Microsecond molecular dynamics of methane–carbon dioxide swapping in pure and saline water environment

This work aims at proposing the nondestructive methane-carbon dioxide (CH(4)–CO(2)) replacement mechanism as an ecofriendly energy production technique from the natural gas hydrate reserves in seafloor and permanently frozen grounds. Although the experimental data is widely available in literature, this replacement mechanism has not been elucidated at molecular level.
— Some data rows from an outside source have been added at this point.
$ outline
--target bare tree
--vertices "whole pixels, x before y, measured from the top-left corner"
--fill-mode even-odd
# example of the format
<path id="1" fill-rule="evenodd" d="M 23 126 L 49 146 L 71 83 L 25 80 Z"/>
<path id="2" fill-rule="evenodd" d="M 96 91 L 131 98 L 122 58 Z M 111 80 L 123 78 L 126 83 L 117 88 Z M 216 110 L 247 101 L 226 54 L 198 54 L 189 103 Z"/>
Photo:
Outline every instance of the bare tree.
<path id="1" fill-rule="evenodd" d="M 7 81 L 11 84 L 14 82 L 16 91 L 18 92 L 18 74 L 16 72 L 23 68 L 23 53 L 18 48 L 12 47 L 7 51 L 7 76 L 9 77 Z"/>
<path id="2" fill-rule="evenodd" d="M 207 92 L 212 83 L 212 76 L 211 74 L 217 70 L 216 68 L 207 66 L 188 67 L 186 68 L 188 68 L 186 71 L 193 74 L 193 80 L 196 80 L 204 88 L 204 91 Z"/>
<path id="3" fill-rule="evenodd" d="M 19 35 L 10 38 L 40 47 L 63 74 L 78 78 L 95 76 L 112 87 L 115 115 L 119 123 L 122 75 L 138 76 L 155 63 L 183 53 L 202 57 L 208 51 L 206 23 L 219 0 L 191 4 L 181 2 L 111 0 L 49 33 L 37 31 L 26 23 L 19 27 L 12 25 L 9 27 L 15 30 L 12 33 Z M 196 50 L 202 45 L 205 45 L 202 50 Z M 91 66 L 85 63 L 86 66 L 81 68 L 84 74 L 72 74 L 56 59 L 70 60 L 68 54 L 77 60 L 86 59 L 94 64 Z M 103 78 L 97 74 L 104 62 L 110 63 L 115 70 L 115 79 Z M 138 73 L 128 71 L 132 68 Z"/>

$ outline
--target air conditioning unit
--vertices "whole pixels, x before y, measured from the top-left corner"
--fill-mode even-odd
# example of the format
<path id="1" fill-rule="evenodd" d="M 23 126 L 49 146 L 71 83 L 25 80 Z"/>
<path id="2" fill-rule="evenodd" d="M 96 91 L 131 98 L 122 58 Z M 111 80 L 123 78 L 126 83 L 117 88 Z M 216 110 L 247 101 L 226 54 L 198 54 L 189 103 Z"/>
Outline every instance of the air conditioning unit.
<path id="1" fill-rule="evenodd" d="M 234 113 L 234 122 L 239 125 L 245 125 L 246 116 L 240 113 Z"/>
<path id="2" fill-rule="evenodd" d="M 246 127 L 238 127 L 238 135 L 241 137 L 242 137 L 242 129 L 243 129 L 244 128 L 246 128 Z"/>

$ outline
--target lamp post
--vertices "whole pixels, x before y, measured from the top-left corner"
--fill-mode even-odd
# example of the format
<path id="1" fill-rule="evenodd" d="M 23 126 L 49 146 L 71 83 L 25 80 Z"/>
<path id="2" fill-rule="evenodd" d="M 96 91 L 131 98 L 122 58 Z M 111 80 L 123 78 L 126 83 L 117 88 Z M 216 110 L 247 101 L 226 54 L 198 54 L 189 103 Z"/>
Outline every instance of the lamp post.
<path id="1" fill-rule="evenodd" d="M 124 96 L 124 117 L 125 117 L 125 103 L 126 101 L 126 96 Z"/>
In this contribution, we perform the microsecond level molecular dynamic simulations to evaluate two different CH(4)–CO(2) replacement mechanisms: (i) direct CH(4) displacement from hydrate structure, and (ii) dissociation of existing methane hydrate followed by a reformation of mixed CH(4)–CO(2) hydrates. For this, we analyze CH(4)–CO(2) replacement in three different modes i.e., CO(2) as a replacing agent in (i) absence of free water molecules, (ii) presence of free water molecules, and (iii) presence of salt ions and free water molecules. Despite slow kinetics in the first mode, pure CO(2) is observed to replace the methane more efficiently, while in the second mode, CO(2) forms a new mixed hydrate layer on the existing seed crystal. However, in the third mode, salt ions help in destabilizing the methane hydrate and allow CO(2) to form the hydrates. This proves that salt ions are favorable for CH(4)–CO(2) replacement.